23.2.02

EARLY LIGHT

Cette variété anglaise est décrite de la façon suivante dans l’Iris Check List des années 80 :
« N. Scopes 1983 – TB 97cm – MT – Pétales crème, infus de citron ; sépales légèrement plus sombres ; barbes jaunes. – Cup Race x Lemon Brocade. »

Il s’agit donc d’un iris bitone crème ; cette fleur doucement ondulée, mais pas frisée a la particularité d’avoir été obtenue par une femme. Elle assez de mérites pour avoir obtenu la médaille de Dykes anglaise en 1989 (c’est d’ailleurs la seule BDM obtenue jusqu’à ce jour par un iris de Nora Scopes) et pour avoir été utilisée en hybridation par le champion britannique Barry Dodsworth. L’un de ses descendants, DARLEY DALE, a d’ailleurs été honoré de la BDM en 2001.

Sa « mère », CUP RACE (Buttrick 63), est un célèbre iris blanc issu de bleus, son « père », LEMON BROCADE (Rudolph 74), fait partie des superbes iris jaunes dont Nate Rudolph s’est fait une spécialité, comme ses ascendants CREAM TAFFETA (70) et YELLOW CHIFFON (65). CREAM TAFFETA, de plus a pour autre parent ARCTIC FLAME (Fay 60), un de ces blancs à barbes mandarine issu de SNOW FLURRY – tout blanc- et de CHERIE et NEW HORIZON – roses- qui sont à l’origine des blancs à barbes rouges.

Nora Scopes est bien connue des amateurs d’iris de Grande Bretagne, un peu moins chez nous. Elle est à l’œuvre depuis les années 70. Ses plus belles réalisations sont sans doute le pourpre DARK ROSALEEN (76), MATCHPOINT (80), blanc entièrement liseré de cuivre, et LAMORNA (90), un joli bitone lavande, issu de FOCUS et enfant de SONG OF NORWAY, comme celui-ci doté d’une belle barbe bleue, MAID OF NORWAY.
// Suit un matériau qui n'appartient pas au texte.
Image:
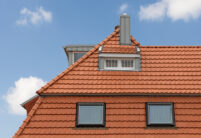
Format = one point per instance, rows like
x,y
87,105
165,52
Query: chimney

EARLY LIGHT nous permet de parler de la Médaille de Dykes anglaise, cette distinction qui, comme l’américaine, a commencé à être attribuée en 1927 et continue de couronner les meilleures variétés britanniques. Son existence démontre que nos voisins sont restés de grands obtenteurs d’iris. Elle a malgré tout le défaut de ne s’adresser qu’à un panel de fleurs assez restreint. Cette particularité explique qu’au fil des ans elle a surtout concerné les produits d’un obtenteur dominant son époque. Dans les années 50/60 ce sont L.W. Brummitt et H.J. Randall qui ont trusté les récompenses. Le premier en a eu trois (GOLDEN ALPS – 57, HEADLINES – 59, PRIMROSE DRIFT – 64), le second quatre (SEATHWAITE – 52, TARN HOWS – 58, PATTERDALE – 61, MARY TODD -65). La décennie 70 a vu la suprématie de H. Fothergill et de Marjorie Brummitt (l’épouse de L.W.) : Fothergill avec SHEPHERD’S DELIGHT en 72 et MURIEL NEVILLE en 73, s’ajoutant à ARCADY –62- et ANCIENT EGYPT –66-, M. Brummitt avec CAMBRIDGE (71), NO NAME (76) et ANNIVERSARY (79). Depuis, Barry Dodsworth n’a pas laissé beaucoup de place aux autres : ANNABEL JANE (77), KILDONIAN (80), JILL ROSALIND (81), DOVEDALE (83), BEWICK SWAN (84), ROMAN EMPEROR (85), BUCKDEN PIKE (87), WENSLEYDALE (88), HIGH PEAK (90), WHARFEDALE (91), ORINOCO FLOW (94) et WHOOPER SWAN (97).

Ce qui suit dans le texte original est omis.